Post-partum et solitude : mon Bliss Gang m’a sauvée - Lola

Lola pensait être prête. À aimer, à accueillir, à devenir mère. Mais elle ne s’attendait ni à la puissance de ce qu’elle allait traverser, ni à la solitude des débuts, ni à la force des liens qui allaient la sauver. De son désir d'enfant à la naissance par césarienne de Pio, en passant par un post-partum parfois vertigineux et parfois douloureux, elle raconte comment, au cœur du chaos, elle a trouvé un refuge inattendu : son Bliss Gang. 
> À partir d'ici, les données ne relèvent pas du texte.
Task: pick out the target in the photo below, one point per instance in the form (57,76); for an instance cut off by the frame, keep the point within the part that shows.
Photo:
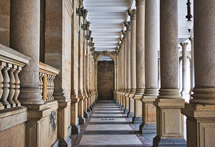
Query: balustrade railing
(46,81)
(11,64)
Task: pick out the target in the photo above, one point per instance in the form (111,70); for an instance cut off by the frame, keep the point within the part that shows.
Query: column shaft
(151,66)
(25,37)
(132,14)
(140,59)
(200,112)
(169,102)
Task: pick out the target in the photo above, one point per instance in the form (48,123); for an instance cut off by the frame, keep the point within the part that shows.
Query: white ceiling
(106,19)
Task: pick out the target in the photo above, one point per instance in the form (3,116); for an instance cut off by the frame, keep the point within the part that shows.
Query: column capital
(184,45)
(140,2)
(132,14)
(127,25)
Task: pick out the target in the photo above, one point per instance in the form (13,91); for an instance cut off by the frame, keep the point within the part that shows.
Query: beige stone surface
(15,136)
(5,22)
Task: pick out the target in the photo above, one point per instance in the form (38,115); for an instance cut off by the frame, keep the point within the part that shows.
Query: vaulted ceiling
(106,19)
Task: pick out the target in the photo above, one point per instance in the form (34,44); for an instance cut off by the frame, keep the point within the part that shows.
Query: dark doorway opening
(105,80)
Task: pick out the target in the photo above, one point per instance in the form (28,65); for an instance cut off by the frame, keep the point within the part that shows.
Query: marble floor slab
(104,115)
(106,108)
(108,120)
(109,127)
(110,140)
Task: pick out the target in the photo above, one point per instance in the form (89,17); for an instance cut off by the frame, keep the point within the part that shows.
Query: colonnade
(160,110)
(57,95)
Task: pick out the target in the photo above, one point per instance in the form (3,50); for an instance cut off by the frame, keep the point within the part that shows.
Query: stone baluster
(41,75)
(2,65)
(17,86)
(12,85)
(6,85)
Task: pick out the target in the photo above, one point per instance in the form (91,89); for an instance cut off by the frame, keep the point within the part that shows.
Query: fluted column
(127,66)
(185,88)
(140,60)
(86,115)
(200,112)
(81,71)
(25,37)
(132,14)
(122,72)
(151,55)
(169,102)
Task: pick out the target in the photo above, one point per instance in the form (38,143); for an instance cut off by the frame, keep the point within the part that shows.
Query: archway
(105,78)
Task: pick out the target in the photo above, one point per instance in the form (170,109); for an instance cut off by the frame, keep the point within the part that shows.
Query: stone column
(132,14)
(200,112)
(86,115)
(127,66)
(169,102)
(140,60)
(25,37)
(185,90)
(151,55)
(123,72)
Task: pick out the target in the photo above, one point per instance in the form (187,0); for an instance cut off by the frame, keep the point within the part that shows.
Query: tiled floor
(109,127)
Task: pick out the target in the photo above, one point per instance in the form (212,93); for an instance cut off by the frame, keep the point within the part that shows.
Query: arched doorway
(105,78)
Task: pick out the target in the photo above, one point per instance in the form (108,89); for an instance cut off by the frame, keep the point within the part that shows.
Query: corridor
(109,126)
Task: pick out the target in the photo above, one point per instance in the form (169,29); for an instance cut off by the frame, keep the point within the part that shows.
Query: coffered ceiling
(106,19)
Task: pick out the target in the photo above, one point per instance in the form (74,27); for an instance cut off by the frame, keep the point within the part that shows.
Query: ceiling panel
(106,19)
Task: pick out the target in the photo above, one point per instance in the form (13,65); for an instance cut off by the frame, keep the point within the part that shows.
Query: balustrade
(11,64)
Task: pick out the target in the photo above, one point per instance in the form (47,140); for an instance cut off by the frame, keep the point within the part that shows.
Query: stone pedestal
(170,122)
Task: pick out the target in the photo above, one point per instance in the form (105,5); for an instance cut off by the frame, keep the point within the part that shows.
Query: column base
(75,129)
(126,111)
(148,128)
(81,120)
(89,110)
(86,115)
(63,143)
(137,120)
(130,114)
(200,124)
(173,142)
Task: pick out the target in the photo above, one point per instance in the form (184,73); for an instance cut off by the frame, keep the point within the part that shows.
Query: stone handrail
(11,64)
(46,82)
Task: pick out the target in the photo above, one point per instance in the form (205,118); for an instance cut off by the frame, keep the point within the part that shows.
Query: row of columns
(160,112)
(25,38)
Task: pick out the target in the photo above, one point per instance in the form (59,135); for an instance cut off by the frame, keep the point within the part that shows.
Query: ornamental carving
(98,54)
(140,2)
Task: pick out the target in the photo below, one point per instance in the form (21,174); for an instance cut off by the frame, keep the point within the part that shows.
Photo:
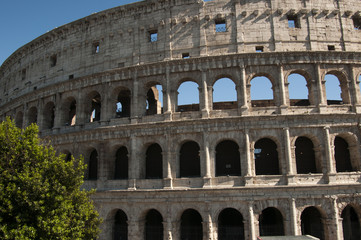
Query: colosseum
(108,87)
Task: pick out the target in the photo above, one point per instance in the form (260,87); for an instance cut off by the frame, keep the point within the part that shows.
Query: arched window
(342,155)
(224,94)
(230,225)
(120,228)
(49,115)
(191,225)
(19,119)
(311,223)
(333,90)
(123,104)
(188,97)
(228,159)
(271,222)
(95,109)
(93,166)
(305,156)
(261,92)
(155,100)
(350,224)
(189,159)
(153,225)
(154,162)
(121,164)
(266,157)
(32,115)
(298,91)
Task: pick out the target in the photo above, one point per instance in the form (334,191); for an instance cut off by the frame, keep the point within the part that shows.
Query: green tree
(40,192)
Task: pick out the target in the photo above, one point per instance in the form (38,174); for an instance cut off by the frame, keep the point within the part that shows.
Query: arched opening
(154,100)
(189,160)
(333,90)
(154,225)
(230,225)
(262,92)
(121,164)
(298,91)
(69,112)
(224,94)
(154,162)
(191,225)
(188,97)
(120,228)
(350,224)
(95,107)
(266,157)
(19,119)
(342,155)
(271,222)
(49,115)
(93,165)
(305,156)
(123,104)
(33,115)
(311,223)
(228,159)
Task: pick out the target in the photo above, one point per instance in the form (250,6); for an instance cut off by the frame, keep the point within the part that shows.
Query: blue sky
(21,21)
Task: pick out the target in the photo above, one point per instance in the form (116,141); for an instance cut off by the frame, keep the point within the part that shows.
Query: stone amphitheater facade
(228,170)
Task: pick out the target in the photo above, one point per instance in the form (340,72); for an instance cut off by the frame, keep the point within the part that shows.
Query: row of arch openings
(231,224)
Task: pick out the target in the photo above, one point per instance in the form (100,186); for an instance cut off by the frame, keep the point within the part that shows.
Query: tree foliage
(40,192)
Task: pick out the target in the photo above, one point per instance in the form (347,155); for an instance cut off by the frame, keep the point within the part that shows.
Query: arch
(311,223)
(120,227)
(262,93)
(69,111)
(93,105)
(305,156)
(271,222)
(188,96)
(93,166)
(350,224)
(230,225)
(342,155)
(298,90)
(189,160)
(153,225)
(32,115)
(154,162)
(191,225)
(121,163)
(123,103)
(154,99)
(19,119)
(49,115)
(228,159)
(224,94)
(266,157)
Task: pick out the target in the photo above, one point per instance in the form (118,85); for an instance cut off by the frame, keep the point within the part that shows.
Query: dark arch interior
(305,156)
(189,160)
(154,226)
(121,163)
(271,222)
(266,157)
(93,166)
(230,225)
(350,224)
(191,225)
(311,223)
(154,162)
(342,156)
(120,230)
(227,159)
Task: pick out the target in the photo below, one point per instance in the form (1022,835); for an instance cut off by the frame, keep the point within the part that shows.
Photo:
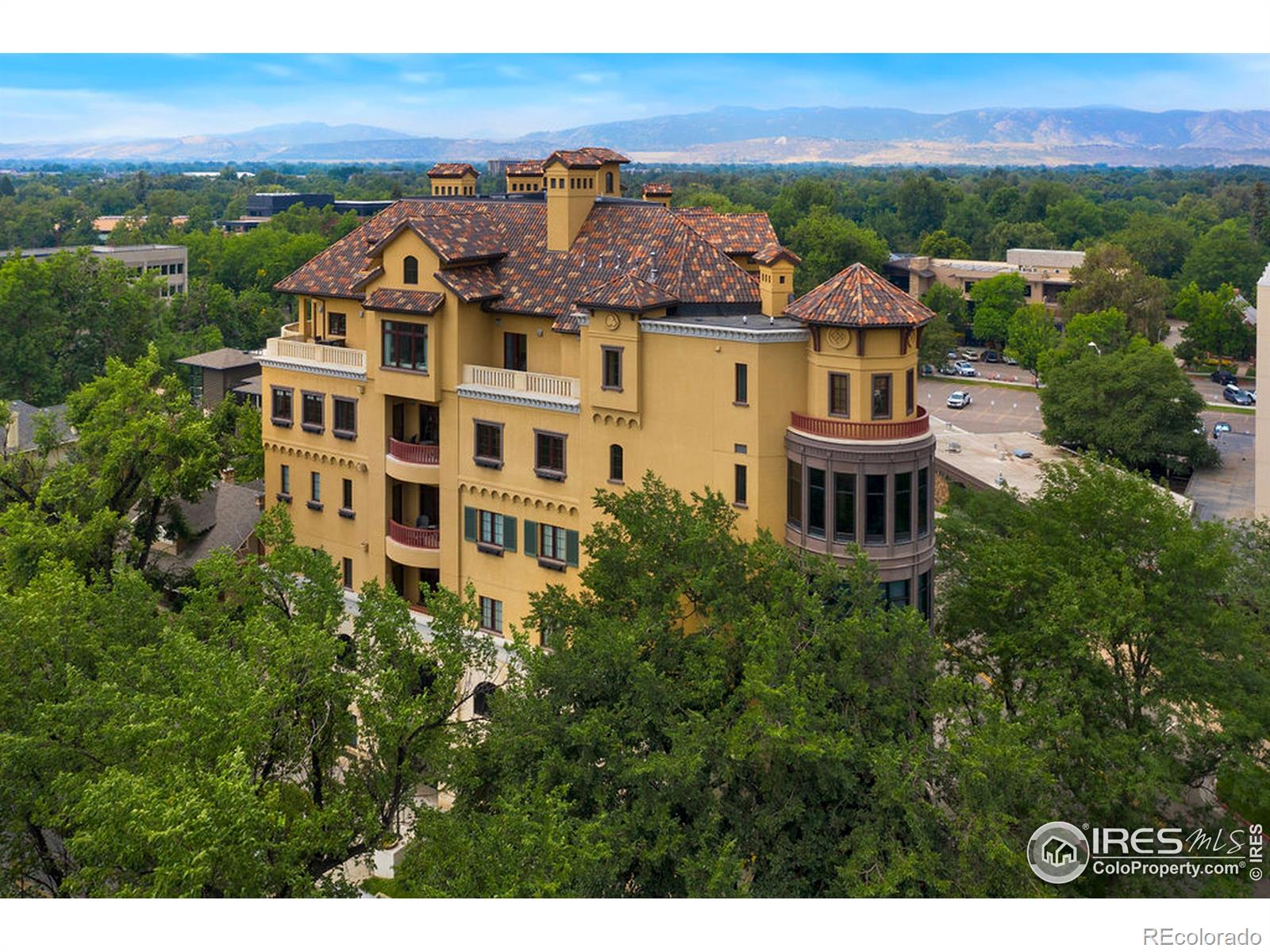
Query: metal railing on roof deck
(317,355)
(522,381)
(861,429)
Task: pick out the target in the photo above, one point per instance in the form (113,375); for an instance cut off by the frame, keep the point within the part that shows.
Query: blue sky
(97,97)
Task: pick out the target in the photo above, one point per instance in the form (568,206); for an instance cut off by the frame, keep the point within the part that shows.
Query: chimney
(658,192)
(571,186)
(452,179)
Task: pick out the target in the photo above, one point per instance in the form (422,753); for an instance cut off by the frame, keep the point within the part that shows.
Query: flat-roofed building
(168,260)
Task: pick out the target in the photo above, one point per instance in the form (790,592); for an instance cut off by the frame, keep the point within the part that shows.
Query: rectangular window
(489,444)
(814,501)
(492,615)
(876,508)
(347,509)
(840,395)
(924,594)
(281,412)
(406,346)
(903,507)
(552,545)
(794,494)
(611,361)
(346,418)
(924,501)
(313,408)
(882,397)
(489,531)
(844,507)
(516,352)
(549,455)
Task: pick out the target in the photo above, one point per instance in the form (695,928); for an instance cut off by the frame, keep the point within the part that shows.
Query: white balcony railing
(546,385)
(317,357)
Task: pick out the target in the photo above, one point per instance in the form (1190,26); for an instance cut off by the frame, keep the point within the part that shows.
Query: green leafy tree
(1032,334)
(1226,254)
(689,720)
(948,302)
(940,244)
(995,302)
(1133,404)
(829,243)
(1110,278)
(1216,323)
(1099,662)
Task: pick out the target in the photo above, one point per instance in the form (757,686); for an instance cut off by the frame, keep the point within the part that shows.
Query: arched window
(480,698)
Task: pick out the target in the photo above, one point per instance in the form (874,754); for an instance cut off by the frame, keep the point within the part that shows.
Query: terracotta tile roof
(451,171)
(740,234)
(530,167)
(404,301)
(465,235)
(476,282)
(626,292)
(859,298)
(772,253)
(618,238)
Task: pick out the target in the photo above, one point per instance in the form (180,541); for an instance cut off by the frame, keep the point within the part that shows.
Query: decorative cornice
(751,336)
(281,363)
(475,391)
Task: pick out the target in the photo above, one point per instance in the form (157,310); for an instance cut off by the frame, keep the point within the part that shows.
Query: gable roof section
(618,238)
(859,298)
(741,234)
(451,171)
(626,292)
(404,301)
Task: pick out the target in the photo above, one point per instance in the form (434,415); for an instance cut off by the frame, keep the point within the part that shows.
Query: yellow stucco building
(467,370)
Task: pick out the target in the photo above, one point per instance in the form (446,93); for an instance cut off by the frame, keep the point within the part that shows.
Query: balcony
(410,546)
(413,463)
(861,429)
(292,353)
(525,387)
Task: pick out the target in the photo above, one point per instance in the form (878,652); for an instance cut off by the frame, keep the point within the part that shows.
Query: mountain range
(859,136)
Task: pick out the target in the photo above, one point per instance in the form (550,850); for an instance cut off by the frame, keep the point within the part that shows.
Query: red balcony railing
(413,537)
(423,454)
(861,429)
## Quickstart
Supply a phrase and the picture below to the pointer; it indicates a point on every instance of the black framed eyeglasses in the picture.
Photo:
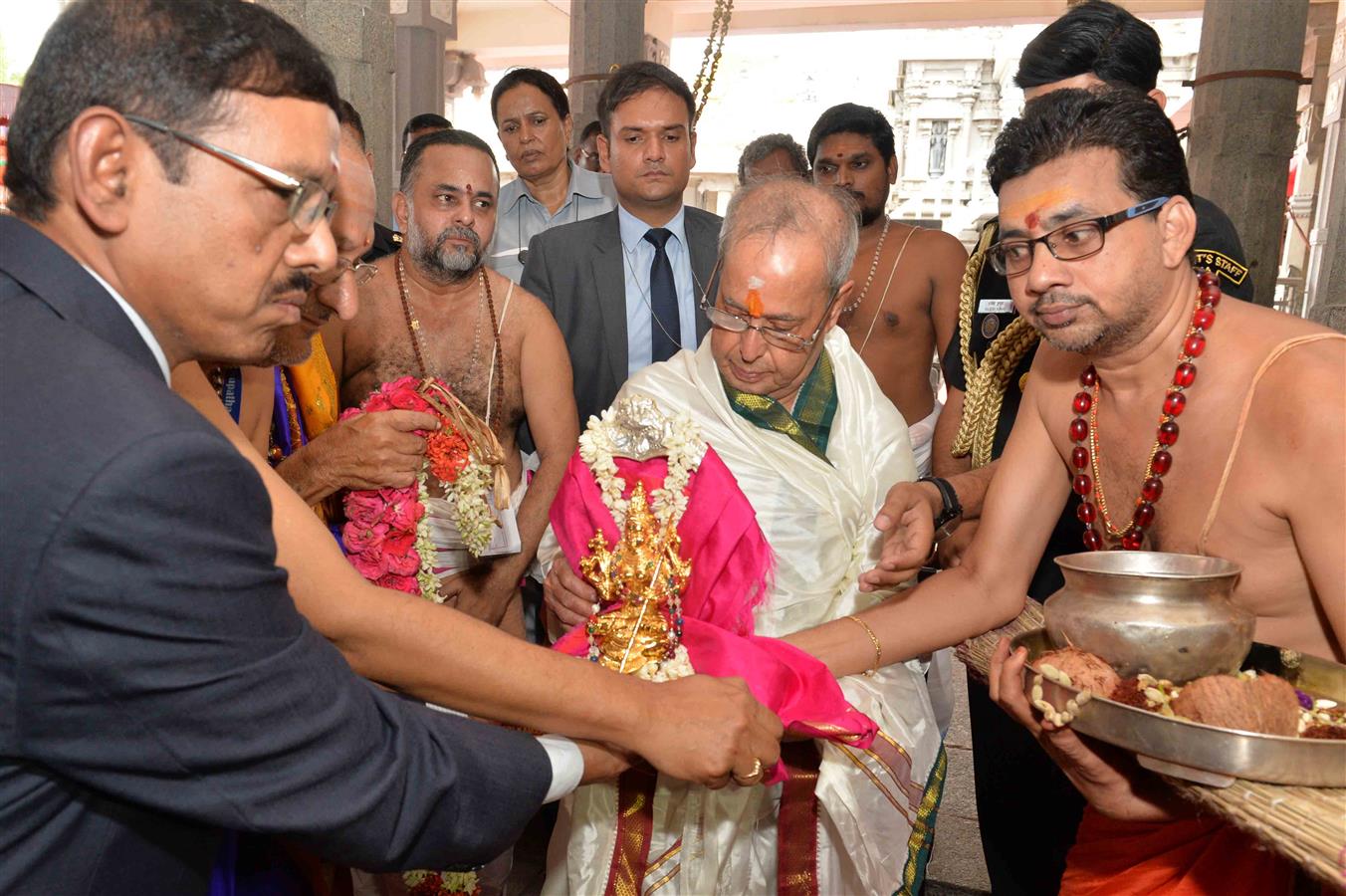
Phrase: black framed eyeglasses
(772, 336)
(310, 202)
(1069, 242)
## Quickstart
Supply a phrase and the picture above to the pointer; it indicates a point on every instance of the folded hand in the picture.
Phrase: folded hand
(907, 520)
(708, 731)
(1109, 778)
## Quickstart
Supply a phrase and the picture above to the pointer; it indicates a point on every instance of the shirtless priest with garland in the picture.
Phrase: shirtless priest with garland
(435, 310)
(760, 460)
(1224, 417)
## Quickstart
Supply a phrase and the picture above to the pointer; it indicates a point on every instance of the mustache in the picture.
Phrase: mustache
(298, 282)
(458, 233)
(1058, 298)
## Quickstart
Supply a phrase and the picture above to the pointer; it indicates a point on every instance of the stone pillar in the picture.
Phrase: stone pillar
(1326, 279)
(355, 38)
(602, 34)
(1242, 129)
(421, 30)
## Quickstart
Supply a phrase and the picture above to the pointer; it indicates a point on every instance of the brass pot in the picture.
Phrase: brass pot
(1169, 615)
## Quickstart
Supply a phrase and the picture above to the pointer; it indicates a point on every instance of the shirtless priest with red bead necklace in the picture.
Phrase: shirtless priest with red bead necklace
(1188, 424)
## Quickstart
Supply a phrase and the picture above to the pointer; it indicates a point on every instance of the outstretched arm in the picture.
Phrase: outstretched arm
(696, 728)
(986, 590)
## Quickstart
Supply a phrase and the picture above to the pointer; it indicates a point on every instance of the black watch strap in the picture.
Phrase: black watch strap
(952, 509)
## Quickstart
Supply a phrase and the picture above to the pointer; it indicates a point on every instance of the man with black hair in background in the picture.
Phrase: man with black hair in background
(623, 287)
(585, 148)
(1096, 45)
(897, 319)
(534, 122)
(773, 155)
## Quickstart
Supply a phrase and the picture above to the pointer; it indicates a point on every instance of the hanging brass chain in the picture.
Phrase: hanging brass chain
(711, 61)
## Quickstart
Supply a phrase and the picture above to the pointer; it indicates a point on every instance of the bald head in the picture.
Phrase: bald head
(771, 207)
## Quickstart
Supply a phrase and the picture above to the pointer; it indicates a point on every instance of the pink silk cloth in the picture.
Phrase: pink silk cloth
(731, 569)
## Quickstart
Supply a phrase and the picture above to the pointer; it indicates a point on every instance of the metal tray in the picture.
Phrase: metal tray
(1207, 754)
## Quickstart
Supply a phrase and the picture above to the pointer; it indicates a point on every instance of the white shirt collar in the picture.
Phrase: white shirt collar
(138, 324)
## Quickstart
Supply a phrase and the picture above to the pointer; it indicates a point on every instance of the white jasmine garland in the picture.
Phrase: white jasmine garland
(685, 450)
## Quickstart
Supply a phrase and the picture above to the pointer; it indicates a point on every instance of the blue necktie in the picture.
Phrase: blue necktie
(665, 328)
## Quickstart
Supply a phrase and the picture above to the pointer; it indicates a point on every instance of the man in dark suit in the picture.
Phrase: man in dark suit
(625, 287)
(156, 681)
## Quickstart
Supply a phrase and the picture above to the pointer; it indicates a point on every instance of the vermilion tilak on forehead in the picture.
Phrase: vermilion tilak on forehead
(1035, 205)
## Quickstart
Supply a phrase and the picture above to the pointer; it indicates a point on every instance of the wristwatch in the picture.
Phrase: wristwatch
(944, 524)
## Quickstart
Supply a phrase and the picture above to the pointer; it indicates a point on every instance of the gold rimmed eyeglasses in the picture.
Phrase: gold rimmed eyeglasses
(309, 199)
(773, 336)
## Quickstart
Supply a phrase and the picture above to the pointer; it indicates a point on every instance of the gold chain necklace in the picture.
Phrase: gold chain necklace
(874, 267)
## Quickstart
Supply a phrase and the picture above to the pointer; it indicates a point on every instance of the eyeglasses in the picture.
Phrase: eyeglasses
(363, 272)
(1069, 242)
(773, 336)
(309, 199)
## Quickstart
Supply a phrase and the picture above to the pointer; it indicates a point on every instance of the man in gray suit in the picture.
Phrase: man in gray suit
(625, 287)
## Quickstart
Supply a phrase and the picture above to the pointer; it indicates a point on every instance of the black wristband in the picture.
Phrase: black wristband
(952, 509)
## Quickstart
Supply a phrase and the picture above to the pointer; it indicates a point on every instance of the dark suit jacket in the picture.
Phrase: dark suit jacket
(156, 682)
(576, 271)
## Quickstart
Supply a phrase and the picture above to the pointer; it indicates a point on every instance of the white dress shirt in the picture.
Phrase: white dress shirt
(564, 755)
(523, 217)
(637, 257)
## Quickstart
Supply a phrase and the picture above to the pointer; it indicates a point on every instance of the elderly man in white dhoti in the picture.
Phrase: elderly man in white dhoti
(781, 397)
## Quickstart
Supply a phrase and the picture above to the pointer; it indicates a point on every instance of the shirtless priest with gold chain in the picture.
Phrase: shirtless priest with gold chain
(435, 311)
(1215, 428)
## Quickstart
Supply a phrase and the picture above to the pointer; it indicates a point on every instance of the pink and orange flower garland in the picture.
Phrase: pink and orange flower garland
(386, 535)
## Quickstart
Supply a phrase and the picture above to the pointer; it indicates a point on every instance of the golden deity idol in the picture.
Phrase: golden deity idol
(639, 585)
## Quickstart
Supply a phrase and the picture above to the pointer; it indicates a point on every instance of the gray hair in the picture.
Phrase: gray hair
(765, 145)
(768, 207)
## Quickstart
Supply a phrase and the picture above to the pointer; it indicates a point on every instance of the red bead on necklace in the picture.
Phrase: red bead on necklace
(1084, 432)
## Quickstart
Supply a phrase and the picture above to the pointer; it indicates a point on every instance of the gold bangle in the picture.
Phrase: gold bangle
(878, 647)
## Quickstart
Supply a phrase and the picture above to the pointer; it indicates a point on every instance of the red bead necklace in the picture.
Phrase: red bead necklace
(1132, 535)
temoignage post partum solitude


"
Je m’appelle Lola, j’ai 32 ans.
 
J’habite au Cannet, je travaille dans l’hôtellerie et l’immobilier. 
Ma famille est composée de mon mari Enzo, de notre fils Pio qui a 1 an, et de notre chat Kiki.

J’ai 15 ans quand je rencontre Enzo pour la première fois.  
Nous étions chacun en couple à l’époque.
C'est le meilleur ami de mon ex (🙈).  
On ne se regarde pas du tout. 

Quelques années plus tard, on décide de se rapprocher, secrètement, avant d’officialiser notre relation, il y a 14 ans ! 
 

“ Rapidementje me dis que je veux avoir un enfant avec lui. 
Je veux une vie avec lui. Pour toujours. 
 
 

Après des années à attendre une demande en mariage (qui arrive finalement au bout de 11 ans, lors d’un voyage aux Seychelles), on enchaîne très rapidement maison, mariage et... bébé !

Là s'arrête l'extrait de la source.